NATSO has long advocated for increased, sustainable spending on highways and infrastructure, such as by increasing the motor fuels excise tax rates.
It remains unclear, however, how exactly a Trump administration would go about increasing infrastructure spending. Some of his campaign positions, while high-level and abstract, indicate a preference for encouraging the private sector to take the lead on highway projects. The government's role in these scenarios would be to provide tax incentives and other inducements to generate the necessary capital and investment environment to prompt projects and spending to move forward.
For several reasons, this may be less than ideal, according to NATSO's V.P. of Government Affairs David Fialkov. "First, whenever the private sector is taking a lead in infrastructure projects, there inevitably will be a desire for a fast return on investment. This can lead to inefficient and counter-productive revenue-raising concepts such as tolling and rest area commercialization.
"Second, there is the potential that private capital will gravitate toward projects that are more frequently utilized by affluent drivers -- who can afford to pay high user fees -- as opposed to projects in more rural areas that may objectively be of a higher priority."

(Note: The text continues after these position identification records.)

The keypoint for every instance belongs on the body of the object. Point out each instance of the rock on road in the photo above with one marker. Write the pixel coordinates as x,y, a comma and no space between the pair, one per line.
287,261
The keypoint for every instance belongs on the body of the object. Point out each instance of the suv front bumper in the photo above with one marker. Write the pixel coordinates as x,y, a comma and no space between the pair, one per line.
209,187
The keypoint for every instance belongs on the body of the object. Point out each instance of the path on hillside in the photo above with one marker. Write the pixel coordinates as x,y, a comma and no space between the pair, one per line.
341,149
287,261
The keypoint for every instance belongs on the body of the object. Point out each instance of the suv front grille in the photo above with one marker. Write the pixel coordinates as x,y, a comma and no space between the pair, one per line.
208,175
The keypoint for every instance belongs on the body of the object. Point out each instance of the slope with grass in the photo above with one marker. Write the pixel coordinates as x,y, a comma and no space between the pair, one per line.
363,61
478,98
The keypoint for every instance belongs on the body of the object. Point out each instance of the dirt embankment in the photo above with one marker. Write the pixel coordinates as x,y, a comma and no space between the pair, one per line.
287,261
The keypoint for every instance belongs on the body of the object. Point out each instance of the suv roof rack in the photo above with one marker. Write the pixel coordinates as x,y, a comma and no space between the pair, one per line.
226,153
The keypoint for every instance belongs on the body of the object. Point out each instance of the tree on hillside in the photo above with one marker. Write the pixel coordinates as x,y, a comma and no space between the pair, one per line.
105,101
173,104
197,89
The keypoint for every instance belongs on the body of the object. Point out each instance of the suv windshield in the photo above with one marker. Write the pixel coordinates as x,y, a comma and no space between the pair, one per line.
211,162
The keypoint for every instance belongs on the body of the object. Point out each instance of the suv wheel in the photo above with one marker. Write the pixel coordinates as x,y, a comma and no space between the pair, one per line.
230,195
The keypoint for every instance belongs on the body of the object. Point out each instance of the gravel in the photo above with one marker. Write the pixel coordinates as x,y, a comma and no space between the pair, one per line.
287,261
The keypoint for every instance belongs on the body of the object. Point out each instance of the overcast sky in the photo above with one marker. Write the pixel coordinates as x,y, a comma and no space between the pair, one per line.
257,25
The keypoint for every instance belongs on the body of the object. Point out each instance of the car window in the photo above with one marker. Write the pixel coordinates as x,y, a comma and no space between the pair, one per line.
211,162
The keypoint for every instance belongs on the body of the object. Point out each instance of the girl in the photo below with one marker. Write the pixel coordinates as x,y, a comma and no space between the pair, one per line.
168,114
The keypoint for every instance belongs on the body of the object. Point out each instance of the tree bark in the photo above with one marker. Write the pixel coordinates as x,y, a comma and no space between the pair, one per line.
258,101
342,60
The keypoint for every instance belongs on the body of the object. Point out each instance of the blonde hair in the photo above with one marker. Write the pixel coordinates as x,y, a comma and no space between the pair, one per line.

The importance that Trump places on using tax credits to leverage private sector investment is highlighted by his choice of Shirley Ybarra to head his transportation transition team. Ybarra is best-known for her advocacy of such "public-private partnerships."
Of course, any infrastructure spending plan will have to be approved by Congress. There has long been discussion or reforming America's repatriation tax scheme to incentivize companies to "bring home" money that is currently being stored abroad, and using that revenue to fund transportation and infrastructure spending.
Although Congress passed a long-term highway bill last year, it was unable to develop a self-sustaining funding solution, instead cobbling together spending cuts and revenue increases in the federal budget, some of them more fiscal sleight of hand than real money. By 2021, the Highway Trust Fund is expected to show a $18 billion gap between spending a fuel-tax revenue.
Although it remains a murky and fluid playing field, it is clear that infrastructure spending will be a top-level item for discussion in the opening months of the Trump Administration.